Tuesday, May 20, 2008

Enterprise Service Bus (ESB) - What and Why?

What is Enterprise Service Bus (ESB)?

SCA foundation is built using ESB Infrasture layer to enable "Separation of Concerns" which facilitates the client to become free from knowing and implementing so many details, which the client would be forced to do otherwise.

Example: Let's assume there are two business processes BP-1 and BP-2 and we have a requirement saying that BP-1 should get called only when the value of a certain input variable is greater than 500 otherwise BP-2 should get called. Without ESB how would we do that? By stuffing that logic in the client code. We will check that variable at that end and call either of the two web services implementing BP-1 & BP-2 based on the value of the input variable under consideration.

With the help of ESB, we don't need to do that at client side. Actually ESB infrastructure forms another layer between the client and the actual Web Services and all such tasks are performed at ESB layer, which makes the implementation far more maintainable and stable.

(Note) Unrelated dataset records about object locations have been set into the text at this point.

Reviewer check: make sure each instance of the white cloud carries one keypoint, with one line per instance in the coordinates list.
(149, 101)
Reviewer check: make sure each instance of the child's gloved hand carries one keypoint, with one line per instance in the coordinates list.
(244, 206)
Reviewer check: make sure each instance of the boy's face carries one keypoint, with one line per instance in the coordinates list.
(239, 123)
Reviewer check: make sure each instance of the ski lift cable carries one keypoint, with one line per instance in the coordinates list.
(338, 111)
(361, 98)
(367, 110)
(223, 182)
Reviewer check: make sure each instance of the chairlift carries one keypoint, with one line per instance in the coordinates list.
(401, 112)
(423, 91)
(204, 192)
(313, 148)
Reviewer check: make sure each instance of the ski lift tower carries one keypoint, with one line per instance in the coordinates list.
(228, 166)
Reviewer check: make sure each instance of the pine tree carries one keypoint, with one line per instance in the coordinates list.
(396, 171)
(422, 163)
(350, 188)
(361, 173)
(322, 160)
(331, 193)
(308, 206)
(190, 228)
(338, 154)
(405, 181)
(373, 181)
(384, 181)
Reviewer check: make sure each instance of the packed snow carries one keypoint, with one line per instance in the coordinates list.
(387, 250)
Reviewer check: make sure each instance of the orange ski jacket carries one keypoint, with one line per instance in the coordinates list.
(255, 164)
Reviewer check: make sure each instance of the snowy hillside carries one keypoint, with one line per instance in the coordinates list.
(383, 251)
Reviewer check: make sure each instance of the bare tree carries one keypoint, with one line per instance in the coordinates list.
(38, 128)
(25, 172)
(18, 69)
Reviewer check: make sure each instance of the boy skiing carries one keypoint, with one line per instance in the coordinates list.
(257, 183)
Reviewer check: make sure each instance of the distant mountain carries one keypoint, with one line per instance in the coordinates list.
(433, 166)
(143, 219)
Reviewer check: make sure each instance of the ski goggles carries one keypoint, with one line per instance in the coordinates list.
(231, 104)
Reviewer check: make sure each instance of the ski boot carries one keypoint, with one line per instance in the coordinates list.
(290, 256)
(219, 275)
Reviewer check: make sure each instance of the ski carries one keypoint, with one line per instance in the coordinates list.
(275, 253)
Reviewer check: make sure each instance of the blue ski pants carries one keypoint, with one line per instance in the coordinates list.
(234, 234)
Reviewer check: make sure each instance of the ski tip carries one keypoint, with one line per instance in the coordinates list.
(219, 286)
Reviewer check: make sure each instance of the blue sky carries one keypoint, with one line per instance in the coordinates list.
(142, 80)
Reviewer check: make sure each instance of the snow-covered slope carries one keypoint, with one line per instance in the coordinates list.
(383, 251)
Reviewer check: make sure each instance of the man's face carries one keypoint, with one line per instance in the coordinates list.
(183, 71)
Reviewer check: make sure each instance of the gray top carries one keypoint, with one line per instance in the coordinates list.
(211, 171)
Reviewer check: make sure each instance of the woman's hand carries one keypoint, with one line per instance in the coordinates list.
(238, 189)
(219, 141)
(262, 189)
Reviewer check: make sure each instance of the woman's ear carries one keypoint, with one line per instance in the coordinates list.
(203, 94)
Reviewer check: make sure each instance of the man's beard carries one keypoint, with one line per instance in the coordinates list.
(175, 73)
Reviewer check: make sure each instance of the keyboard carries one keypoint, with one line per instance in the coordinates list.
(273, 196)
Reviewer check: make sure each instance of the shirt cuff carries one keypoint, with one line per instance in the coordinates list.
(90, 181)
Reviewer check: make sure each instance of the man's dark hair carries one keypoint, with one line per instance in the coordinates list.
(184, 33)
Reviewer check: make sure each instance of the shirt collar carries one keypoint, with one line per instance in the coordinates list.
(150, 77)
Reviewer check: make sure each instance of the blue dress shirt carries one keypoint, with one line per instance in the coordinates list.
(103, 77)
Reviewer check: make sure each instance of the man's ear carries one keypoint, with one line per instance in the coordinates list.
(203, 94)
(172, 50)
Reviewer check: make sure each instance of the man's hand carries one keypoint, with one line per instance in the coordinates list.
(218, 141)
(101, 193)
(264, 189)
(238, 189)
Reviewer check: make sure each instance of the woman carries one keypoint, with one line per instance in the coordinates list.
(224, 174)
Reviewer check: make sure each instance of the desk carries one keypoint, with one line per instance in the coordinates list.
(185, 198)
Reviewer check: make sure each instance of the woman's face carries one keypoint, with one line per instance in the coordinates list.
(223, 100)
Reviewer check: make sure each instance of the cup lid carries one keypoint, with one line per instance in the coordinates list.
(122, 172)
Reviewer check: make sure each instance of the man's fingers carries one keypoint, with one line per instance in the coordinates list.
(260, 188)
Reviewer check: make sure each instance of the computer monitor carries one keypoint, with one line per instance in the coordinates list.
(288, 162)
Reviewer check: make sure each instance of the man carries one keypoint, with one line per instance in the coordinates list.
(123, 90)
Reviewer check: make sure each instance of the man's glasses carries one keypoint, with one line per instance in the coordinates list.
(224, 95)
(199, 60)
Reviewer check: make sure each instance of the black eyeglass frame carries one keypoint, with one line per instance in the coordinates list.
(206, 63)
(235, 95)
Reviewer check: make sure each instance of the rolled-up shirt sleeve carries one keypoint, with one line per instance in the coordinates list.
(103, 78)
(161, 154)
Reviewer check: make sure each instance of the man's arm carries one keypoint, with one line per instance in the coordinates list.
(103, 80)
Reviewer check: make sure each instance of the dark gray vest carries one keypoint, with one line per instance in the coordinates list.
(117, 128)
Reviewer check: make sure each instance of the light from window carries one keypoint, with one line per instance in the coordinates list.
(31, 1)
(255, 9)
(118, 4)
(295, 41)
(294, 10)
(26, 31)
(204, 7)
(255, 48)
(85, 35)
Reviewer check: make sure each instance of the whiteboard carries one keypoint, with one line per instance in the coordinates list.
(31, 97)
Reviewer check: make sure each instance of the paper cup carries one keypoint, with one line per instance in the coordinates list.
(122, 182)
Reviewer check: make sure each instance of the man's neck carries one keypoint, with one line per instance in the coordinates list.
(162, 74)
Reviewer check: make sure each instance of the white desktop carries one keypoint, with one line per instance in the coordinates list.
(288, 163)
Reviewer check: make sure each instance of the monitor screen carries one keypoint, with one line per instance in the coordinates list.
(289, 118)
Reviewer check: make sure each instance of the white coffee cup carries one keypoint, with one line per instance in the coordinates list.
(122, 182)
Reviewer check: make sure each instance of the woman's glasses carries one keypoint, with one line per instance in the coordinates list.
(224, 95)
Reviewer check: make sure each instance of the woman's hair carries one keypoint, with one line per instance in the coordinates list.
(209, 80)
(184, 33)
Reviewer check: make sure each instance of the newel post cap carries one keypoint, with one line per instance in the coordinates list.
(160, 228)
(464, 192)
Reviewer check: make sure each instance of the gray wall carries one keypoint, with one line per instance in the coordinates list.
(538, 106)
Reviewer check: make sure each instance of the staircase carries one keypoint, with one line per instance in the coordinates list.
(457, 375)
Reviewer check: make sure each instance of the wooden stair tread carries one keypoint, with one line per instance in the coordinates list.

Another example scenario can be where an input variable needs to be transformed before the service gets called and the service should accept only the transformed value. In addition the response may also need to be tranformed back to some other format before being given to the client. Let's say the client accepts only Pin Code numbers whereas the service requires the area name associated with Pin Code and not the raw pin code number. We can achieve all such transformations quite easily and effectively using the ESB Infrastructure.

Why ESB?

Well... There are quite a few reasons. Some of them are:-

  • Virtualization - You don't require to maintain the URL of the actual Web Service. What you require is to know the URL of the ESB, which will act as the Web Service for the client. The ESB will route the request to the appropriate URL and return back the response to the client.
  • Transformation - The data in the request can be tranformed easily and effectively before being set to the actual service and similarly the response can also be tranformed before reaching the client.
  • Routing - The requests can be filtered at the ESB layer and based on the implemented Routing Rules they can be forwarded to the desired Web Service URLs. This routing can either be content-based or header-based. An example of content-based routing: an input variable is checked and let's say if that variable has a value '1' then the request will be forwarded to an external Web Service whereas the value of that input variable as '0' will route the request to an internal Web Service for faster performance or any other reason. Similarly an example of header-based routing: if the request is coming from '*.abc.com' frward it to an internal Web Service otherwise route to an external Web Service.
  • Validations - ESB layer can be used to validate the request XML or response XML against selected XSDs. Validation based on an XSD is a relatively performance intensive task, so now the valiadtion can also be done against a 'Schematran (.sch files)' for better performance. SCH has also become a standard for Open-SOA now.
  • Event Handling - At ESB level you can either subscribe to or raise business events. For example, let's say the business requirement is such that as soon as a new customer is added to the system, a business event should be raised for the creation of his/her email account. Using ESB Infrastructure you can easily create, raise, and publish that event which will eventually be received by the component responsible for Email Account creation.
  • Interactions - Using ESB you can easily implement Synchronous or Asynchronous interactions between consumers and providers.
  • Security Enforcements - In addition to the above advantages, the ESB layer can also be used to enforce security of various levels. Example: you may like to authenticate all the requests coming from a particular domain. You can easily do that using ESB. Far more advanced security measures can also be implemented quite easily using ESB.



Anonymous said...

what r system properties file.
What is the diffrence between loading the driver throurh it(system Property) and through Class.forName ?

Geek said...

Vijay: Questions noted. I'll post the answers soon. Thanks for your visit.

Geek said...

Answers posted. Please check the URL (http://geekexplains.blogspot.com/2008/05/properties-and-system-properties-in.html) to read answers to both of the above questions.

Keep Visiting/Posting!

Manikandan said...

Short and sweet explanations...
Thanks a lot!!!!

S Manikandan

Anonymous said...

very nicely explained. thanx..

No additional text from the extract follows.